Regardless of shooting in studio or outdoors, I must be particular when it comes to the contrast between light and shadow. In this studio shoot, I was especially conscious of expressing highlights nearly white but with details, and vice versa, shadows containing details without disappearing into the blacks.
I was quite amazed by the wide dynamic range of the GFX100 II, as I detected zero noise even when I adjusted the RAW data and raised the dark areas that had been under-exposed. Despite the fact that I was shooting in high contrast lighting, I was able to achieve a smoother gradation from white to black than I had anticipated, with no white skipping or blacking out.
The light in the studio was a mixture of LEDs and strobes, resulting in a darker atmosphere with more contrast than the finished photograph. However, the viewfinder was very easy to read regardless of the dark conditions. Since I had selected “Monitor Exposure Reflect OFF”, I was able to see the atmosphere of the scene through the viewfinder, however, I was able to follow the expressions and movements of the subjects without any sense of discomfort.
I find that camera performance is much more tested under on-site shooting than it is in the studio.
Since we are generally shooting hand-held and in motion, features such as autofocus, face/eye recognition, and image stabilization are all important, and the better the performance, the more reliable it is to shoot.
The lens I used in this project was the new GF55mmF1.7 R WR. I was looking forward to seeing what kind of expression I could achieve by using the maximum aperture of F1.7 through the large sensor of the GFX100 II, which is why I shot almost all of my shots with this aperture.
The combination of face/eye recognition and AF-C was outstanding.
I was especially impressed when shooting in a grassy setting, where despite the fact that there was more grass in front of the subject, the eye recognition tracked the subject in focus so that hardly any of the photos were out of focus.
Unlike the overly crunchy and sharp focus, the lens seemed to have a “natural” focus.
What I consider “natural” perhaps is the beautiful gradation between the in-focus areas and the smooth blurring out of focus.
It is my impression that the extended dynamic range of the GFX100 II will greatly expand the range of expressiveness when shooting outdoors.

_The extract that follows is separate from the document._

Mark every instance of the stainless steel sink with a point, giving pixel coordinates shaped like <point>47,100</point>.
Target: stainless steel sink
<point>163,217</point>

The difference between bright and dark areas becomes even greater outdoors than it appears to the eye, and highlights tend to jump out too much while dark areas are often smothered.
The shot of her lying on the grass and the blazing sunset hitting her through the grass, despite the substantial difference in brightness and darkness, turned out to be exactly as I had imagined.
Perhaps the wide dynamic range gives us a sense of being closer to the human eye. I believe that the evolution of camera equipment will certainly expand the range of expression.
I would say that the combination with the GF55mmF1.7 R WR produces the unique expression that only a large sensor can offer. I saw this especially in the full-body shot. The natural and elegant bokeh in the background gives the photo a sense of depth, as if it were taken with a 4×5 camera.
The F1.7 close-up is certainly beautiful, but I would personally like to try taking some more pulled shots using that focal length.
Only the combination of the GFX100 II and GF55mmF1.7 R WR, with the aperture set at F1.7 for most of the shots, was used both in the studio and on location for this project.
The design of the GFX100 II has changed drastically compared to the former GFX100, with a comfortable grip and hold, I was able to hold the camera for many hours on location without any problems.
The size of the GF55mmF1.7 R WR and the balance between the body are so well matched that I even feel a sense of adoration for carrying it around with me on a daily basis. 44mm on a 35mm equivalent scale, which is slightly wider than a standard lens, is also a pleasant length for snapshots.
This is a combination that I would recommend to both professionals and amateurs, and although it is slightly heavy to carry around your neck, you may want to consider carrying it in a small bag.
It will boost the quality of your snapshots up a number of levels.